Keributan itu disebabkan karena aparat terprovokasi oleh demonstran.
“Empat personel diganggu massa, saya yakin anak SMA atau SMK. Satu personel terprovokasi, kebetulan posisi saya pas di belakang personel itu. Mulai bentrok dan ricuh, saya ikut mundur bersama polisi, saya masuk ke aula DPRD,” kata ARN.
Saat berlindung, ARN didatangi salah satu aparat dan mulai menginterogasinya.
Kemudian ia dibawa bersama dengan demonstran lainnya.
Bahkan, saat diciduk petugas, ponselnya disita.
Selain itu, kata ARN, ia juga diminta untuk mengaku sebagai provokator dalam demo tersebut.
“Kepala dan muka saya beberapa kali dipukul, sampai gagang kacamata saya patah,” ujarnya.

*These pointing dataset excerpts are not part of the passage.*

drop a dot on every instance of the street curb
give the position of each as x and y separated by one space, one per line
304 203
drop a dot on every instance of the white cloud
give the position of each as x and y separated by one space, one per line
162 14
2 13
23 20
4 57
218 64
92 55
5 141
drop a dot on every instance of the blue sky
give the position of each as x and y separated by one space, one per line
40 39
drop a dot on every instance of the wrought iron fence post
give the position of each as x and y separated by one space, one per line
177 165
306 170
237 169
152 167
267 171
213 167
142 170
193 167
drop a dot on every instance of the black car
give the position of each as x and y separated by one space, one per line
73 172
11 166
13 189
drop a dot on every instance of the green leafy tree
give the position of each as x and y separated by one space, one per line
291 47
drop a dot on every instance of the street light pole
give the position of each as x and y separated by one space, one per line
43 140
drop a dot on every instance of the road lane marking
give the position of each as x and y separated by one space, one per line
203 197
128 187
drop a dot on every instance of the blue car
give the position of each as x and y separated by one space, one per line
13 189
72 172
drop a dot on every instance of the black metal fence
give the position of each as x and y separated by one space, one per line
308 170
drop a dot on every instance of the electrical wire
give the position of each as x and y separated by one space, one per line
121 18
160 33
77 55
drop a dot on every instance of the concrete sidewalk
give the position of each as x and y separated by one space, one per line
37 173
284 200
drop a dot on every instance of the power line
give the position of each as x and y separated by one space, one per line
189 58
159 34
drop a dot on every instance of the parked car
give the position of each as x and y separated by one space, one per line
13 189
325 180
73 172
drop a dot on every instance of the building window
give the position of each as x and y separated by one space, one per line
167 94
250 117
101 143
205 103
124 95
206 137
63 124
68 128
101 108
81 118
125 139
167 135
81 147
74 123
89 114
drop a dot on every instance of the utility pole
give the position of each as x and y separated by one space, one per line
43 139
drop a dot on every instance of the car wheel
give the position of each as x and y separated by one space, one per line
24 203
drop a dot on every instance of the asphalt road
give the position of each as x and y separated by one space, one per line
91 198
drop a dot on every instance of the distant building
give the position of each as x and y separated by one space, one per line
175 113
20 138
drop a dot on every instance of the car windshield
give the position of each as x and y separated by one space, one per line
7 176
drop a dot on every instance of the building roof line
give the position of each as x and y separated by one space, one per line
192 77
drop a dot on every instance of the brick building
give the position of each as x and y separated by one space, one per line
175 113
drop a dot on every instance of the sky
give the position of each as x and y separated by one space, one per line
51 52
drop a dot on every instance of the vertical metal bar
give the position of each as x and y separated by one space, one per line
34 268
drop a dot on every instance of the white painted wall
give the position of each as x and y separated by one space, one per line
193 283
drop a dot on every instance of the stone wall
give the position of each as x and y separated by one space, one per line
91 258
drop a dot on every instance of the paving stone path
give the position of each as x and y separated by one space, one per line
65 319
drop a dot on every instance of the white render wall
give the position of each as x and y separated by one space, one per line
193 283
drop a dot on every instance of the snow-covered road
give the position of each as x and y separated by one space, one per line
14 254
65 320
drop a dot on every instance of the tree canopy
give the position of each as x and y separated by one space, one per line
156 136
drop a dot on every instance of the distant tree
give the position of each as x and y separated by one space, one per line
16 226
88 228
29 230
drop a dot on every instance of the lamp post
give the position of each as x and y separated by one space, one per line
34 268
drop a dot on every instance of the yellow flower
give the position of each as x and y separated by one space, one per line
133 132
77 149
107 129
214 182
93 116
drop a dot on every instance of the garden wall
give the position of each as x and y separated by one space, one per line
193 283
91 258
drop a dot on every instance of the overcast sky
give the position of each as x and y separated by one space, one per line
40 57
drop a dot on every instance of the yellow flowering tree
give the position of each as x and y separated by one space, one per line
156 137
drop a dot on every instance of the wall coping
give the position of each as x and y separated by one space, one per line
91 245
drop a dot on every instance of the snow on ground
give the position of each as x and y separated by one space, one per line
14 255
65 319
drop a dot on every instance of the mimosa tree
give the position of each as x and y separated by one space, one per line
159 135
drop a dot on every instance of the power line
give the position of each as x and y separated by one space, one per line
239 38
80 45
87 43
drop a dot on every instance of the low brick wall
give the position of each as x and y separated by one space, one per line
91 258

Kata ARN, dia diminta mengaku sebagai provokator dalam demo tersebut, karena polisi melihat isi pesan percakapan soal demo dari ponselnya.
"Mereka anggap chat saya dengan mahasiswi ini untuk provokasi demo Gedung DPRD jadi ricuh,” ujarnya.(Penulis Kontributor Yogyakarta, Wisang Seto Pangaribowo | Editor Abba Gabrillin)
Artikel ini telah tayang di Kompas.com dengan judul "Polisi Bantah Pukul dan Paksa Mahasiswa UGM Mengaku sebagai Provokator"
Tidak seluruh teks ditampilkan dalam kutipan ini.